宇多田ヒカル。『道』、ぬろぬろしていてすごい良い。メロディの切れ目と歌詞の切れ目がずれている。針が布の二つの面ををなめらかに往復して糸を絡ませていく感じだ。曲も自分で作っているらしい。歌詞も自分で書いているらしい。歌も自分で歌っているらしい。寝巻も自分で作ったのか?

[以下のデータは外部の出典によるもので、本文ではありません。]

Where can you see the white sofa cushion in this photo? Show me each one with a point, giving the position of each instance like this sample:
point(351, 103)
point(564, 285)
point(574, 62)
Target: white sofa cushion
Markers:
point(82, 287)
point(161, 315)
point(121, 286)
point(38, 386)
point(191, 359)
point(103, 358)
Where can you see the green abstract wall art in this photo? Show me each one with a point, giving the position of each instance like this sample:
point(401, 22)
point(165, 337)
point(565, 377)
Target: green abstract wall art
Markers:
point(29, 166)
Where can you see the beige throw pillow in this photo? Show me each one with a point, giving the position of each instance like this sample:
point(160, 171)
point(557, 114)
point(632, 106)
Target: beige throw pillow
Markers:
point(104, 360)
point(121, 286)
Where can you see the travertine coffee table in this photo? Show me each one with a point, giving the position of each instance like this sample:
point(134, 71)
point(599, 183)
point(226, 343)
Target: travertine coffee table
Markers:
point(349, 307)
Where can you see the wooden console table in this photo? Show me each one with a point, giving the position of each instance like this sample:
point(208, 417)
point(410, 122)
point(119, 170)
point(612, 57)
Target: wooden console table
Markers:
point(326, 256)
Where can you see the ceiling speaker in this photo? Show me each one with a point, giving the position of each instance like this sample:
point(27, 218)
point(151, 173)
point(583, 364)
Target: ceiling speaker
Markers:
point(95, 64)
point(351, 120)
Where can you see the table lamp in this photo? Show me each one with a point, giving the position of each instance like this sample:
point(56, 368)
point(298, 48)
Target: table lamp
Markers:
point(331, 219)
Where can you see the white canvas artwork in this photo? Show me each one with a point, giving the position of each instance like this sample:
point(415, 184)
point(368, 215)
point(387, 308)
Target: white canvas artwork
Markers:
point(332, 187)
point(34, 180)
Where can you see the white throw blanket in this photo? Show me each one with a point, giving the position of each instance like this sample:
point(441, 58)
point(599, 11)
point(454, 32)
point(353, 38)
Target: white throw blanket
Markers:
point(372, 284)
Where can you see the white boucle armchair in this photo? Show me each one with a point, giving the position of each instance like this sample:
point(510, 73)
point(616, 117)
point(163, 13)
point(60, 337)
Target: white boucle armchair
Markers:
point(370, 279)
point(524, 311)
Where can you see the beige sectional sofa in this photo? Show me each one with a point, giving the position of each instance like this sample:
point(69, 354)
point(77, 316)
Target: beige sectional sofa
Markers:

親子に限らない。道義的な正当性をめぐってディベートしてるような関係性はやばい。「一般的に~が正しいとされている」とモラルを参照しながら争うのは、だいぶ末期の展開じゃないのか。
でも僕はそればっかやってる。

Windowsに性質を見抜かれてる。クリックしたらCopilotにポモドーロテクニックを提案されてむかついた。すでに何度も試してるわ。あそうだ。今日は自室の空間デザインをすると決めたのだった。今これを、椅子に座ってパソコンで打っている。普段は座ることを想像するだけでもきついのに、日記を書くためなら椅子に座ることを厭わないんだな(真面目な話、脊髄反射みたいに思っていることを書ける僕の性質はそれなりにユニークだと思うので、これを上手いこと仕組み化してマネタイズして生活の燃料にできればいいんじゃないかと思う。自分では想像がつかないが、なんか、そういうのが得意な人の手にかかれば、可能なんじゃないのか。誰か僕を有効利用できませんか。そのためにはまず公開状態にしないといけないな。ユメギドが完成したら公開する)。これも一つ、自己分析の材料だ。
ご飯食べる。もうすぐグランドブダペストホテル見終わる。次の映画決めないと。
0時26分。

僕がゲーム開発をするのに最適な部屋づくりをする。

この椅子に座れなくて困っている。座れるときは座れるけど、作業に没頭しているときだけだ。気が散っているときは、すぐに身体のどこかに不快感が生じて、変な体勢をとったり、腰痛が起きたりしてしまう。よく、もっと良い椅子を買うといいよと勧められる。「良い椅子は良い」というのは認めるけど、僕はそれでは改善しない。みんな鎖骨がむずむずしたことがないからそんな悠長なことを言えるんだ。みなさん、自分が今までに椅子をいくつ壊してきたか言ってみろ。僕は……4? 大見得切ったわりにはそんなだった。なんにせよ、信じてもらうしかないんですけど、座る姿勢の維持が苦手なのだ。それは僕の生まれもっての多動性によるものだから、ハーマンミラーはあてにならない。トロヤマイバッテリーズフライドは人間工学を超越する。超人間工学人間だ。
これ参考になった。体幹を鍛えるトレーニングを進めていく方針は間違いなさそうだ。動画によると、ジャングルジムとか、鬼ごっことか、しっぽ取りをすると良いらしい。特にしっぽ取りが良いらしい。どういうわけかADHDの特性としての「椅子に座っていられない」は、ほとんど幼児期の症状として紹介される。
2023年までは、すぐに椅子から離れてベッドに身を投げてしまっていた。2024年12月4日からはその動きを抑制するために、布団を別室におくようにして、離席のハードルを上げてみた。別室は祖母の物置でもあったので、迷惑にならないよう寝るとき以外は畳んで、寝そべらないようにした。この対策はある程度奏功したように思ったのだけど、だんだん椅子に座ることの嫌さが大きくなってきて、破綻してきた。布団から起き上がるのを渋ったり、食事を先延ばししたり、寝室に籠るようになってしまった。布団も畳まなくなった。布団を畳まないと祖母に怒られ、怒られると寝込む。トホホ。部屋に入るも椅子を見ると胸騒ぎがして、入り口で固まってしまうことが増えた。
椅子に座れる自分を目指すよりも、いかに座らない状態を作業に結びつけるか、あるいは、いかに座ったまま動き回れるか、みたいな考えかたがいいと思う。立ったまま作業できるデスクを試すとか、フィジェット系のアイテムを導入して座ることそれ自体から注意を逸らすとか。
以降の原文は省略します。